Et d'ajouter devant les militants du MoDem 92, qu'il croyait en un « capitalisme social ». C'est fou comme on peut opposer deux mots totalement opposés, en leur faisant ainsi perdre leur sens ! C'est le cas pour cette image de pub : « Full Hybrid ».
Il ne semble pas logique qu'un néo-libéral notoire, qui a exercé de surcroît des métiers comme le middle-management, puis la stratégie marketing actuellement, prétende appartenir à une famille de pensée de gauche.
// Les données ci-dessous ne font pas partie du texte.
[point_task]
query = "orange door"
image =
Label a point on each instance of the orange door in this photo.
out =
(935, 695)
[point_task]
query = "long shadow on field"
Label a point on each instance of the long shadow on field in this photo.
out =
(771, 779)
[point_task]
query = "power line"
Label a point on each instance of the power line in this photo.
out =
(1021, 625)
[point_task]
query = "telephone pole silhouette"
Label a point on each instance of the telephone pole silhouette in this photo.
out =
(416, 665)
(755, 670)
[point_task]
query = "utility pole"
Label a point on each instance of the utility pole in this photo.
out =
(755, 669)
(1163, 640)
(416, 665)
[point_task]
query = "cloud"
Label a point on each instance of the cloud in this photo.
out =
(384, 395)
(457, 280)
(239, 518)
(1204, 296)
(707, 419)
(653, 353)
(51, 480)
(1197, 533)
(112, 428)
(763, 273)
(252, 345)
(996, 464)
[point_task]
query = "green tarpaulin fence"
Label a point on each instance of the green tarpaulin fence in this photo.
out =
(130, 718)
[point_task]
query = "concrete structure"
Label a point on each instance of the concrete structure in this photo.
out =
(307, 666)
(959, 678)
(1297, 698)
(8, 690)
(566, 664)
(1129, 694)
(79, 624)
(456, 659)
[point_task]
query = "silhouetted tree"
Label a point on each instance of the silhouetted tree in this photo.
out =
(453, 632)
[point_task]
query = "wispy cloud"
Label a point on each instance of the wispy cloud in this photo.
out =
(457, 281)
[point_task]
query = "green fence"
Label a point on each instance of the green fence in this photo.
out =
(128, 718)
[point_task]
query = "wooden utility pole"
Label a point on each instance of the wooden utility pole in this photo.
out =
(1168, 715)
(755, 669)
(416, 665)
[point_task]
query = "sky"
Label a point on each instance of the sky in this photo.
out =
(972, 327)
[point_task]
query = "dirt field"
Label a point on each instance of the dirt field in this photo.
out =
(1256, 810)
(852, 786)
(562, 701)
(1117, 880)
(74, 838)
N'est-ce qu'une maladresse, ou bien n'est-ce qu'une posture politique, dont le but est d'attirer la sympathie de la partie la plus à gauche de notre électorat ?






Commentaires
Ça serait pas un billet polémique, ça ? ;-)
L'auteur serait-il pour l'interdiction d'entreprendre ?
Pour le développement social, propose-t-il d'interdire d'investir du capital dans une entreprise ?
Attention ... même le NPA n'est plus sur ces positions-là !
@FredericLN
Ce n'est pas ce que je dis. Je dis qu'on ne peut pas se prétendre "homme de gauche" lorsqu'on est libéral.
Et je dis que le terme "capitalisme social" n'a aucun sens. On aurait pu dire également "communisme néo-libéral"...!
Dites-donc, Serge : vous signez quand au NPA, au fait ?
Je trouve très bien le discours de Dolium, moi, et plutôt de bon augure pour l'IDF et le MoDem.
Si la liberté d'entreprendre qui est l'une des clefs du programme du MoDem vous paraît gênante, je comprends que vous ne vous y sentiez plus franchement à l'aise...
"Capitalisme" et "social" ne sont pas antagonistes mais font rarement bon ménage!!
Le capitalisme encourage la rémunération des capitaux, mais la spoliation des autres parties concernées (clients et fournisseurs, État, salariés et cadres, …) n'est *jamais* dans l'intérêt de long terme d'une société.
En revanche, je dois reconnaître que cela ne semble pas être dans les préoccupations d'Alain Dolium.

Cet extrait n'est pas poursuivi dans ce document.